NW and NE bastions with part of N rampart running between them are all that remain of Fort. NE bastion, a large flat-topped mound of earth c3.5m high, has remains of 3 gunplatforms on top. A much mutilated mound of earth c. 3.0m high is all that remains of NW bastion. The part of earth rampart left between bastions, is 8m broad overall and 2m wide on top. It is c1.3m high on inner slope and c2.3m high on outer. The whole is in v mutilated condition; interior of fort and S bastions are completely destroyed and area is now covered with petrol and oil installations.
The clock tower still stands, in a good state of repair. It is an almost square tower (3.1m x 3.2m) of ashlar masonry with a string course c. 3.0m above ground level and is surmounted by a slated belfry with weather-vane There is small rectangular doorway in tSE side. Clock and bell are in good working order.
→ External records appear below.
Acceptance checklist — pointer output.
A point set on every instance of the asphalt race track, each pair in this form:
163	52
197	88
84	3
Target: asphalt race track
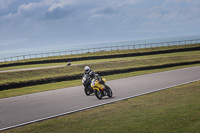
16	111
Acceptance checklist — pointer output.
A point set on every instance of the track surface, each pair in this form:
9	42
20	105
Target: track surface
26	108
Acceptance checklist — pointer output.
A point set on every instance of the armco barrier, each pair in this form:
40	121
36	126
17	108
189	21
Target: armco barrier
79	76
134	46
101	57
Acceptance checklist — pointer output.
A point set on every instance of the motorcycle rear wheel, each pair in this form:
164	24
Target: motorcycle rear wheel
109	91
98	94
87	91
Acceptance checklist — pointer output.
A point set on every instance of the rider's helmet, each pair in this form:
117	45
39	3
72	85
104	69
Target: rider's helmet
87	69
92	74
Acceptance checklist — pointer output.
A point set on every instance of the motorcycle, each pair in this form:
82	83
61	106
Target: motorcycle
101	90
86	83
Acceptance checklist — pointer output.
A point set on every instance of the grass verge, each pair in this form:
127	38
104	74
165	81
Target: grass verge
25	76
65	84
172	110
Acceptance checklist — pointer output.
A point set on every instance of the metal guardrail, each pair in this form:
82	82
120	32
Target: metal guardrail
81	51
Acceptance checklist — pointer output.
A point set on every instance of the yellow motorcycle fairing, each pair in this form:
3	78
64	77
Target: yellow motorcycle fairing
96	86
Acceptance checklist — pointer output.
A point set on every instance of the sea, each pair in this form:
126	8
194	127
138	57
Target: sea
6	56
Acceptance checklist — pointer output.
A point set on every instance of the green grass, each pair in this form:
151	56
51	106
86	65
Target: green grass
65	84
9	77
175	110
101	53
188	53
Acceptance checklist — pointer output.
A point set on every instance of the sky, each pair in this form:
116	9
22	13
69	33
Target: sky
44	23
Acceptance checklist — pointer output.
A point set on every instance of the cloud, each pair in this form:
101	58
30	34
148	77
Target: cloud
86	18
12	42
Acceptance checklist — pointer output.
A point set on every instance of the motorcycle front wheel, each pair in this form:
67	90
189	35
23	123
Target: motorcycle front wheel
98	94
87	91
109	91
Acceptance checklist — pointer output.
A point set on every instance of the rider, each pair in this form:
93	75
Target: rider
87	70
96	77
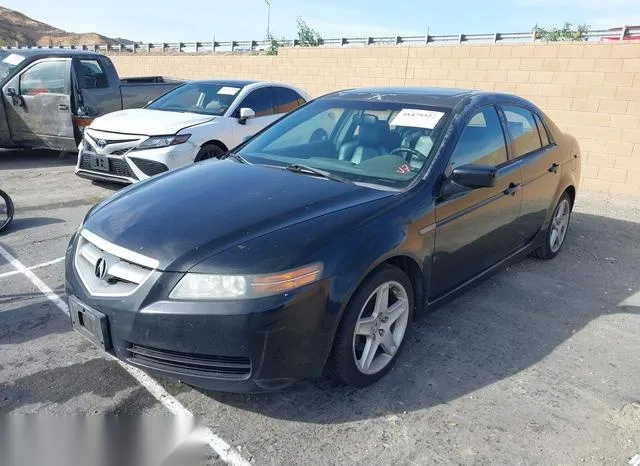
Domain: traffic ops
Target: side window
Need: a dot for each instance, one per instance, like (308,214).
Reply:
(91,75)
(544,137)
(523,130)
(260,100)
(286,99)
(482,141)
(47,77)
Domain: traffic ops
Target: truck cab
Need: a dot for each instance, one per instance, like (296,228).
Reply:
(49,96)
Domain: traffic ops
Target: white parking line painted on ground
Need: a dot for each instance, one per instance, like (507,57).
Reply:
(37,266)
(218,445)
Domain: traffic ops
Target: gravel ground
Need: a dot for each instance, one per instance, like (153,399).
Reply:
(538,365)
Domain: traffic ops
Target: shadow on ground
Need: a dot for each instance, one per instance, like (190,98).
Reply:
(19,159)
(502,327)
(33,222)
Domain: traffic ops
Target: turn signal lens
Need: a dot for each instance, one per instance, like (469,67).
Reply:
(287,281)
(212,287)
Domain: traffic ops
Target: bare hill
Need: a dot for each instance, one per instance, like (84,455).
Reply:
(16,27)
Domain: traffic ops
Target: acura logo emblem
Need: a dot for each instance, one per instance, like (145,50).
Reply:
(100,270)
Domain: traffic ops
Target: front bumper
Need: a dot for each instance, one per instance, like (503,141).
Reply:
(134,166)
(239,346)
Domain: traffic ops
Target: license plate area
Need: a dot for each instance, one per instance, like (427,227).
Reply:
(97,162)
(91,324)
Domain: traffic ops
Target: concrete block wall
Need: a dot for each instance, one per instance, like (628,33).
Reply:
(591,90)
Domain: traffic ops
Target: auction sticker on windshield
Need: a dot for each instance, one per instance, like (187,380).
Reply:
(228,90)
(417,118)
(13,59)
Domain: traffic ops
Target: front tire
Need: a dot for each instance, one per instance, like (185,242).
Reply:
(209,151)
(6,210)
(374,328)
(557,230)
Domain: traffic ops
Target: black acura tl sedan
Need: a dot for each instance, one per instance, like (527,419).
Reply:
(309,249)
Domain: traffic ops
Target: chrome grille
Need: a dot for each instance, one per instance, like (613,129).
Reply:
(121,271)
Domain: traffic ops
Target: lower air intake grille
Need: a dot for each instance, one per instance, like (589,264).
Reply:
(149,167)
(223,367)
(116,167)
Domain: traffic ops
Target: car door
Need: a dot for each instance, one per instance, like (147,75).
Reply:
(98,94)
(475,228)
(261,101)
(540,163)
(38,105)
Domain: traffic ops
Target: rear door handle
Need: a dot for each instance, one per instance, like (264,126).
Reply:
(512,189)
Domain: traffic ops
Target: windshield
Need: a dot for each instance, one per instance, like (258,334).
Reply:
(384,144)
(207,99)
(7,62)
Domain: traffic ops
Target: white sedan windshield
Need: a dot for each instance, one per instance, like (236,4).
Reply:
(378,143)
(207,99)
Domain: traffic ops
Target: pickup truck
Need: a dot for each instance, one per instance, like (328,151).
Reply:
(49,96)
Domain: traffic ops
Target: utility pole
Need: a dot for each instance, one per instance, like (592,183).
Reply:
(268,18)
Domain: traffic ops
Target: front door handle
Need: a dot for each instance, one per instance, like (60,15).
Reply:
(512,189)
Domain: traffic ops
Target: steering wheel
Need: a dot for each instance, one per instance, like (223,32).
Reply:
(318,135)
(409,151)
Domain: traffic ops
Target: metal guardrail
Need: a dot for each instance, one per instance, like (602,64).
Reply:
(620,33)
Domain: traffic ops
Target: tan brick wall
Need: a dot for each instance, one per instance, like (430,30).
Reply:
(591,90)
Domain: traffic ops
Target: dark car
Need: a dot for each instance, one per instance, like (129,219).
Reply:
(50,95)
(311,247)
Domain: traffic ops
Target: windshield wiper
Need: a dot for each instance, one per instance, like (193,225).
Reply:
(297,168)
(238,157)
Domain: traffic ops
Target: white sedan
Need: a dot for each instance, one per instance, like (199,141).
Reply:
(196,121)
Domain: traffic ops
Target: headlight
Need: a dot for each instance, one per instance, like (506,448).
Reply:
(204,286)
(163,141)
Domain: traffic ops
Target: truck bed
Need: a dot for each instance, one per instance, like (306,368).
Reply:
(138,91)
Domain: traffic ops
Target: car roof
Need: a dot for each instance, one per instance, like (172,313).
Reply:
(46,52)
(436,96)
(227,82)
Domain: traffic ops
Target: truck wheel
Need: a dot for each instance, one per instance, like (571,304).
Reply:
(6,210)
(209,151)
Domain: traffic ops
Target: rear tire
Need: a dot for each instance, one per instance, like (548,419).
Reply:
(557,231)
(374,328)
(209,151)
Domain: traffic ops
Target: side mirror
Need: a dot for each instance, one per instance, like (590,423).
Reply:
(15,98)
(475,176)
(245,114)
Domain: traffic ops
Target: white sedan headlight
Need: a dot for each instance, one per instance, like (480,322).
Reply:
(211,287)
(155,142)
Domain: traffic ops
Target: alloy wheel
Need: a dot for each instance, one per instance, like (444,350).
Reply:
(380,327)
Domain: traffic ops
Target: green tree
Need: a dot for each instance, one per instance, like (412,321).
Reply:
(307,36)
(568,32)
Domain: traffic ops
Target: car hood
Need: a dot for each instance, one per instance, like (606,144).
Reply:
(148,122)
(186,216)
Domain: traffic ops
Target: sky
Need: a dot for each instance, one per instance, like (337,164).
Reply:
(200,20)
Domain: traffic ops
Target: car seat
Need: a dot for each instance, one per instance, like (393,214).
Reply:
(369,142)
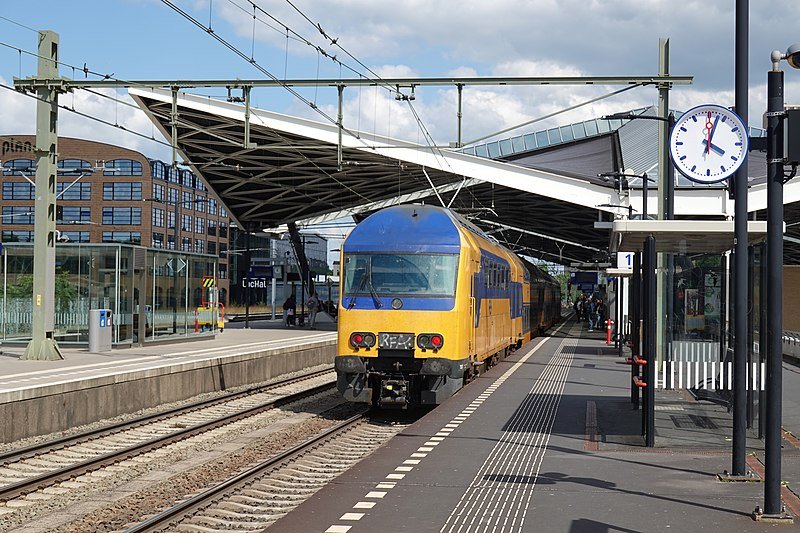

Tower would appear to date from 18th Century.
Visited by OS (W D J) 31 March 1960.

The remains were Scheduled in September 1960.

Desc of military hospital buildings, part of this fort: Inverness FC 19018, Vol IX, p67 - HAW. 9.2002

Two vegetation strips measuring 12m by 1m and 10m by 1m, were excavated by CFA in 2013 across the remains of Cromwell’s Fort (Scheduled Monument no. 953), within the site boundary of the Inverness Oil Terminal. The strips extended from the inner edge of the bastion up to the fence which formed the limit of GB Oils ownership. The trial strips were intended to identify the most suitable surface on which a layer of impermeable bentonite clay matting could be overlain without causing unnecessary disturbance to the monument itself. Several finds of probably C19-20 century date were recovered from the turf/topsoil layer. No other features, deposits or artefacts of archaeological significance were recorded during the archaeological works. <1>


Name Book (County), Object Name Books of the Ordnance Survey, Book No. 33, 23-4 (Text/Publication/Volume). SHG3365.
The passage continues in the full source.